Les limites à la croissance
En 1972, une étude du MIT intitulée Limits to Growth et connue sous le nom de Rapport Meadows concluait qu’en continuant à poursuivre la croissance économique, notre société ferait face au milieu du XXIè siècle à un déclin rapide de ses moyens de production industriels et alimentaires, suivi d’un déclin de la population. L’étude fut décriée, remise à jour, à nouveau critiquée. Récemment, Gaya Herrington a revisité les différents scénarios étudiés est parvenue à une conclusion similaire.
4 scénarios sont évalués : BAU (Business As Usual) et une variante BAU2, CT (Comprehensive Technology) et SW (Stabilized World).
Dans le scénario BAU, on continue à ne rien changer, et l’humanité fait face à l’épuisement des resources non-renouvelables et à l’effondrement de la société à partir de 2030.
Il se fait que les resources non-renouvelables, particulièrement les énergies fossiles, sont disponibles plus abondamment qu’initialement estimé. Le scénario BAU2 s’y ajuste et double l’estimation initiale en resources non-renouvelables. Cette fois, c’est la pollution qui finit par causer un effondrement (disponible à partir de 2030 pour la production alimentaire, 2040 pour la production industrielle si je lis correctement les graphiques). La pollution est estimée sur base de la concentration en CO₂ dans l’atmosphère et de la production de plastique. Elle est considérée comme distribuée uniformément. BAU2 est le scénario qui correspond le mieux aux données disponibles.
En 2100, la population retombe au niveau de celle de 1950 avec BAU et BAU2. A noter que les phénomènes d’effondrement décrits ne sont pas instantanés, mais se produisent sur une durée relativement courte. L’autrice utilise les termes collapse et steep decline de manière interchangeable.

Avec CT, on assiste à un déclin plutôt qu’à un effondrement. CT suppose une utilisation des technologies qui ne se vérifie pas historiquement. L’autrice estime d’ailleurs ce scénario hautement optimiste, mais précise qu’on ne peut pas exclure un bon technologique. Quoique je ne détecte aucune conviction dans ce propos. Au contraire, Herrington posait la question comme boutade : "pourquoi inventerions-nous des robots polinisateurs pour remplacer les abeilles plutôt que d’inventer des pratiques agriculturales qui n’ont pas les effets secondaires d’un insecticide?"
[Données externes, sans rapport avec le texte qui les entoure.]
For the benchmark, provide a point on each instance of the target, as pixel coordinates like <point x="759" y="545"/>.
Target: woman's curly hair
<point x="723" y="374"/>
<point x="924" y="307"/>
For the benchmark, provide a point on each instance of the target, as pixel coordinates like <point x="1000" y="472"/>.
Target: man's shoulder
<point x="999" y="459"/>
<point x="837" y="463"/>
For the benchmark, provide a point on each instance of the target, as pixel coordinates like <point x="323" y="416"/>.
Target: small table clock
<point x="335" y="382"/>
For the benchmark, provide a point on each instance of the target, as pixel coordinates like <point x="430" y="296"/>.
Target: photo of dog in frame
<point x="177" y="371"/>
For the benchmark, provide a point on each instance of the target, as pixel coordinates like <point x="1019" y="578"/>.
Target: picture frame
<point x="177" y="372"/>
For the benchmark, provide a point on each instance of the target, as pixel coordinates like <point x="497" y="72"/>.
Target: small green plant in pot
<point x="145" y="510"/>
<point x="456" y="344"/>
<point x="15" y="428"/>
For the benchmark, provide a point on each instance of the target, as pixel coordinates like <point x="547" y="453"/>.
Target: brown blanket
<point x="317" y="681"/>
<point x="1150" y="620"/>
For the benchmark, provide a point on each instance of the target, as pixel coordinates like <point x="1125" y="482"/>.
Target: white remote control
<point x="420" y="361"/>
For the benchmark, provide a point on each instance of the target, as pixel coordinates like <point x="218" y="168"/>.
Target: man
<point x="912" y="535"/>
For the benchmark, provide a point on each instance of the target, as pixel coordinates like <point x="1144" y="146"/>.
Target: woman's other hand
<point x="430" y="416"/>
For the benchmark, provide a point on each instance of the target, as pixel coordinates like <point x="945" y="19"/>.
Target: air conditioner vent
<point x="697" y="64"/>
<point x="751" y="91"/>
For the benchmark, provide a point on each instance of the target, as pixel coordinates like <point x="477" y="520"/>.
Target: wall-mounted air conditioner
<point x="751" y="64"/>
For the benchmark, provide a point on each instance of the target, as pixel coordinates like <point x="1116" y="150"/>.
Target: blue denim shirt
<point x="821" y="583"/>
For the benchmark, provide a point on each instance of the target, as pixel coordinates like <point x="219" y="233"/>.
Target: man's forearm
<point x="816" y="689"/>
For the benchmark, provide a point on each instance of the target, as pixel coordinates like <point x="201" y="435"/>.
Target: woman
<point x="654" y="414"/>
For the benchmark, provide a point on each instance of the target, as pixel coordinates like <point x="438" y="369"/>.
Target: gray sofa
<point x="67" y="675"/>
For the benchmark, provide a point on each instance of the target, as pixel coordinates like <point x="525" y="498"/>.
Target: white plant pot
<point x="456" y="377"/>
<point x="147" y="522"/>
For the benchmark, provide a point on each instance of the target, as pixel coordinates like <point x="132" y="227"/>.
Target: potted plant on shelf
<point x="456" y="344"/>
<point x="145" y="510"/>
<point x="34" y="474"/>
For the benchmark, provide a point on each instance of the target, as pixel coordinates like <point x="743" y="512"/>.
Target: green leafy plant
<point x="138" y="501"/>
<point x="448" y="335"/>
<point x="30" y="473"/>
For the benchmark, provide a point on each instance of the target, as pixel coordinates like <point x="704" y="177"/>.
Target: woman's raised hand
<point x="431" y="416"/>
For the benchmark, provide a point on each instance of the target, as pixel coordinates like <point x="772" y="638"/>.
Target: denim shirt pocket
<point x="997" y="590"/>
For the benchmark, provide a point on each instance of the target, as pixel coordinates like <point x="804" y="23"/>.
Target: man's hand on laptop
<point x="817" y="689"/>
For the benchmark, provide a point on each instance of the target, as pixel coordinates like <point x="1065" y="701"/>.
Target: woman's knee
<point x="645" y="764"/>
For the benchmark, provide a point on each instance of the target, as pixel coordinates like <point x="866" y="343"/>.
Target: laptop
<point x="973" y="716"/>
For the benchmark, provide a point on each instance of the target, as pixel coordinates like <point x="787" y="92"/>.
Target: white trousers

SW est le scénario le moins douloureux. Il suppose des changements profonds des valeurs et des priorités de notre société. Un déclin est évité. C’est aussi le scénario qui colle le moins avec les données, encore moins que CT.
Enfin, les différents scénarios divergent fortement à partir de 2020, ce qui suggère une fenêtre étroite pour rectifier le tir.
Mon humble avis
Cette étude date de 2020 mais se retrouve "à la une" seulement récemment.
Les articles liés à l’effondrement sont souvent motivés idéologiquement ou reposent sur des raisonnements simples sans approche scientifique, genre "les resources non-renouvelables s’épuisent, donc on arrivera à leur épuisement, donc la société s’effondrera". Leurs détracteurs à l’inverse balaient tout cela d’un revers de la main ou pinaillent sur la méthodologie et les hypothèses, forcément incomplètes quand il s’agit de prédire l’avenir.
Ce qui a attiré mon attention sur cette étude : elle est disponible sur le site de KPMG, qu’on ne peut pas soupsonner d’idéologie collapsioniste, bien au contraire. Peut-être KPMG pense à se diversifier mais je pense qu’en réalité ils prennent un risque en s’associant à ce que d’aucuns qualifieront de prédiction alarmiste.
A chacun de se préparer ou d’ignorer les signaux d’alerte. Dans le doute, je suggère aux sceptiques d’au moins veiller sur le sujet et d’être réceptifs aux publications scientifiques qui touchent de près ou de loin aux enjeux environnementaux globaux. Le GIEC publiera par exemple le 9 août 2021 la première partie de son 6è rapport. Ce sera sans doute une lecture éclairante et une pierre de plus pour alimenter notre reflexion et améliorer notre compréhension de ce qui nous attend.